Just at that moment Mr. Palmer's wan face appeared again at the rear door of the drawing-room.

He beckoned to Ray, who immediately left the room, and Mona, who had grown very thoughtful after Mrs. Montague's last appeal, left her seat and approached the lawyers.

"Mr. Graves—Mr. Corbin," she said, in a low tone, which only they could hear, "cannot something be done to keep this matter from becoming public? I cannot bear the thought of having my dear father's name become the subject of any scandal in connection with this woman. It would wound me very sorely to have it known that Mrs. Richmond Montague, who has figured so conspicuously in New York society, was his discarded wife; that she robbed me of my fortune, and why; that she—the woman bearing his name—was the unprincipled schemer who defrauded Mr. Justin Cutler and Mrs. Vanderheck, and robbed Mr. Palmer of valuable diamonds. I could not endure," she went on, flushing crimson, "that my name should be brought before the public in connection with Louis Hamblin and that wretched voyage from New Orleans to Havana."

"But, my dear Miss Dinsmore—" began Mr.

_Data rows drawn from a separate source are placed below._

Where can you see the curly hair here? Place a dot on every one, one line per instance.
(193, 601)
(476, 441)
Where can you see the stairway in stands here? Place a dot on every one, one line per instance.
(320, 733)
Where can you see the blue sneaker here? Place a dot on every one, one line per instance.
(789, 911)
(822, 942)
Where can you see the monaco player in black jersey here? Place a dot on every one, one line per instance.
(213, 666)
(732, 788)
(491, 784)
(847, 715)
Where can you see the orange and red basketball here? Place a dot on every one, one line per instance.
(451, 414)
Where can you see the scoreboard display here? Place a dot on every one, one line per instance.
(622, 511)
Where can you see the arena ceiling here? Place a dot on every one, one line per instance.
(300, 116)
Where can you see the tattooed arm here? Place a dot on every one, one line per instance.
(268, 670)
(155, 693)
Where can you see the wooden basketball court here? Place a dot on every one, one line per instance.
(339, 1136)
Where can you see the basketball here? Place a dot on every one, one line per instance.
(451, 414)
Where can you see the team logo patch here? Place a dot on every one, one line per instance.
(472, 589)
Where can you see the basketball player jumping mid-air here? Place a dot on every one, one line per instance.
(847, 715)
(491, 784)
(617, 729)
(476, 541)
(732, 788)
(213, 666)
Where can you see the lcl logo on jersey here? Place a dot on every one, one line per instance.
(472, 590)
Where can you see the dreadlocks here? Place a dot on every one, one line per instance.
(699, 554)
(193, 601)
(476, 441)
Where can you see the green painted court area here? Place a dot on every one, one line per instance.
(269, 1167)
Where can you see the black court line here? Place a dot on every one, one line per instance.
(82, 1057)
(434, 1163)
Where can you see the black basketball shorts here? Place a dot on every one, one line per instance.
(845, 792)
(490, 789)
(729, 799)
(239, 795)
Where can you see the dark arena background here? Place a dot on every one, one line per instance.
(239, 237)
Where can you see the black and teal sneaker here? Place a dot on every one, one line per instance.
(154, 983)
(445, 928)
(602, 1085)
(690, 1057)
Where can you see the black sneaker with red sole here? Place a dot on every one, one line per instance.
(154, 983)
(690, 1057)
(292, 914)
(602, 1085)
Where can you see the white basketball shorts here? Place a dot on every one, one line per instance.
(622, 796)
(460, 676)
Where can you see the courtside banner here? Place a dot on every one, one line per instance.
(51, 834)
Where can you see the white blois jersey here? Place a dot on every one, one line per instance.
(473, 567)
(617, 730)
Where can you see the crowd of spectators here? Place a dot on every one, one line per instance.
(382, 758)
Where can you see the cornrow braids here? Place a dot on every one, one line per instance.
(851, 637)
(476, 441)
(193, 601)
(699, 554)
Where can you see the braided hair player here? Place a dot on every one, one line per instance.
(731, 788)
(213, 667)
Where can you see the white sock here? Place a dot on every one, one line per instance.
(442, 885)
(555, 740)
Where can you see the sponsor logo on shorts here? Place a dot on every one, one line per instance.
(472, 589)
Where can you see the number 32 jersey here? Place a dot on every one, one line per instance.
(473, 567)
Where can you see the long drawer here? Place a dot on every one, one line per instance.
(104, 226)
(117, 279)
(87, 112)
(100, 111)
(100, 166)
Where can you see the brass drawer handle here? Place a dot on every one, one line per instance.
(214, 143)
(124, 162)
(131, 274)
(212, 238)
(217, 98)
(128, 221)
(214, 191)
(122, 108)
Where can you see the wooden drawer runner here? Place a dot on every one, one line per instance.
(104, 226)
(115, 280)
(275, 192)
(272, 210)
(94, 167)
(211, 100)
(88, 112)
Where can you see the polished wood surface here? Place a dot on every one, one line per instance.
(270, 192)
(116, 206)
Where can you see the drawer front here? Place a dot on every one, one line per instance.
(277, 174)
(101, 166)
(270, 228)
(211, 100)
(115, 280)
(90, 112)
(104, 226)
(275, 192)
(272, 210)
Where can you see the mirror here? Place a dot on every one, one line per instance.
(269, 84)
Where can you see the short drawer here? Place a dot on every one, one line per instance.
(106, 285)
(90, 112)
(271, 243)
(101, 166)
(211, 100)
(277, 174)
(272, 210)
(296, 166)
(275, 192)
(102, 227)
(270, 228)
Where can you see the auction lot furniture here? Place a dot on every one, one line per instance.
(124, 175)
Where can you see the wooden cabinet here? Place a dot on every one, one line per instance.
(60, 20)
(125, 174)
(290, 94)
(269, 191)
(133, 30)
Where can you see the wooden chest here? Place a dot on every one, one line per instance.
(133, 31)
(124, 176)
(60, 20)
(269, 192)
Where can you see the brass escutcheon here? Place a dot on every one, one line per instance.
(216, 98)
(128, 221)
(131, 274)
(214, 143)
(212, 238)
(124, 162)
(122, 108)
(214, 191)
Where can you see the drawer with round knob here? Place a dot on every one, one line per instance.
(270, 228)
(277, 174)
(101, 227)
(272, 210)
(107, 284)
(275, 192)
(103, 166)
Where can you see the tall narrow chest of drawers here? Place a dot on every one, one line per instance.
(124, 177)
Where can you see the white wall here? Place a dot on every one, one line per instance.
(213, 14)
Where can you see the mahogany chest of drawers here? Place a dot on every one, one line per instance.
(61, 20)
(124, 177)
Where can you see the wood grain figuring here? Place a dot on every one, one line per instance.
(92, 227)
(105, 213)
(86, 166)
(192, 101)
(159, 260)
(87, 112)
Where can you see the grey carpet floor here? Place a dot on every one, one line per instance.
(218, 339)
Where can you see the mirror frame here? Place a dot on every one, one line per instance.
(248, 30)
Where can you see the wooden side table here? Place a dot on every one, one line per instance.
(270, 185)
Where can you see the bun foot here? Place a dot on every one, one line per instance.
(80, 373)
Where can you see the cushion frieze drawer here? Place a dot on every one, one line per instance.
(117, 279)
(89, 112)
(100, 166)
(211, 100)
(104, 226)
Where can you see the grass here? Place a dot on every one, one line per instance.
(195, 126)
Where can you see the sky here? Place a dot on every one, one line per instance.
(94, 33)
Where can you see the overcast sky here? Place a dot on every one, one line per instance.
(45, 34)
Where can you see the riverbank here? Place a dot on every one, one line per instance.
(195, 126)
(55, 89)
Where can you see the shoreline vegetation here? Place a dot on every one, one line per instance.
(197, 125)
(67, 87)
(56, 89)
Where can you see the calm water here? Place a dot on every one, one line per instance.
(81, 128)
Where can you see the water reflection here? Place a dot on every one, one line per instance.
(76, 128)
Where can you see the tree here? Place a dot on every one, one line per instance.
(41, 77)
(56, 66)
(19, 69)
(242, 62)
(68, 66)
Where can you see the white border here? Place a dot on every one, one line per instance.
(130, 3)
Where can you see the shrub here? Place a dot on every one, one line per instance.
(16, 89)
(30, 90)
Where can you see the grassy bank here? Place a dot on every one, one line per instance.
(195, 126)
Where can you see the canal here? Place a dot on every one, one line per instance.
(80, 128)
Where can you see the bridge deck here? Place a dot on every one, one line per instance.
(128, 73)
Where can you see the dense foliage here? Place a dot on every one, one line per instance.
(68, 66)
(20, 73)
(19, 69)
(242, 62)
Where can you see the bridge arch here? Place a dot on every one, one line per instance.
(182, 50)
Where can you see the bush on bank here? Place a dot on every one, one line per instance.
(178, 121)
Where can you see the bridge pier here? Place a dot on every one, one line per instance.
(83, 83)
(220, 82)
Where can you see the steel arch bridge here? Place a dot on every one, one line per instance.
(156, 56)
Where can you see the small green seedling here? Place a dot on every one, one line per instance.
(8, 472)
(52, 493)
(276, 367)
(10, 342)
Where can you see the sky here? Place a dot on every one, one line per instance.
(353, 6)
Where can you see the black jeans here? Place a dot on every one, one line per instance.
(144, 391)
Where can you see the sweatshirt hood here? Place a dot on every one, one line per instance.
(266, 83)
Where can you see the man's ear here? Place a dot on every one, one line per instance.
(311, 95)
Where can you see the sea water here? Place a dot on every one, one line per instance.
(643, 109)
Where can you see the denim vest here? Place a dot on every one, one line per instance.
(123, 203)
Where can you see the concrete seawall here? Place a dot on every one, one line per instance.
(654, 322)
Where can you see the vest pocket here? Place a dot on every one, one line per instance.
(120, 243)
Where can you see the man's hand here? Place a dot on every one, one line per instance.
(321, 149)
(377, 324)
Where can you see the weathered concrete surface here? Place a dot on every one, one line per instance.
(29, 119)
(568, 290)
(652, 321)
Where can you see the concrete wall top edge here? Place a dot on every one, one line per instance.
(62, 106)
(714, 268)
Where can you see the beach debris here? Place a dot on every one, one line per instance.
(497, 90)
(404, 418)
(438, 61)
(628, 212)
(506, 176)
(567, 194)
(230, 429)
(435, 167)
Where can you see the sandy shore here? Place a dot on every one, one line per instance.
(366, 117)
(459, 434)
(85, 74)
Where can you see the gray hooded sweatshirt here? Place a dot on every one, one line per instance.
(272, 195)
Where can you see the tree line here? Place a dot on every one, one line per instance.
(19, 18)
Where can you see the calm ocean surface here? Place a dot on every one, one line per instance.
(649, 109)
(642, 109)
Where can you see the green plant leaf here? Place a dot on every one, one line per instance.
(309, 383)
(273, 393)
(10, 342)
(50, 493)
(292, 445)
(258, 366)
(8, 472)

Corbin.

"Please let me continue," Mona interposed, smiling faintly, yet betraying considerable feeling. "I think I know what you wished to remark—that she has had the benefit of all this money which she has obtained under false pretenses, and that she ought to suffer the extreme penalty of the law for her misdeeds. She cannot fail to suffer all, and more than any one could desire, in the failure of her schemes, in the discovery of her wickedness, and in the loss of the fortune of which she felt so secure. But even if she were indifferent to all this I should still beg you to consider the bitter humiliation which a public trial would entail upon me, and the reproach upon my father's hitherto unsullied name. If—if I will cause Mr. Cutler and Mrs. Vanderheck to be reimbursed for the loss which they sustained through Mrs. Montague's dishonesty, cannot you arrange some way by which a committal and a trial can be avoided?"

"I am afraid it would be defeating all law and justice," Mr. Corbin began again, and just at that moment Ray returned to the room, looking very grave and thoughtful.

Mona's face lighted as she saw him.

"Ray, come here, please, and plead for me," she said, turning her earnest face toward him; and he saw at once that her heart was very much set upon her object, whatever it might be.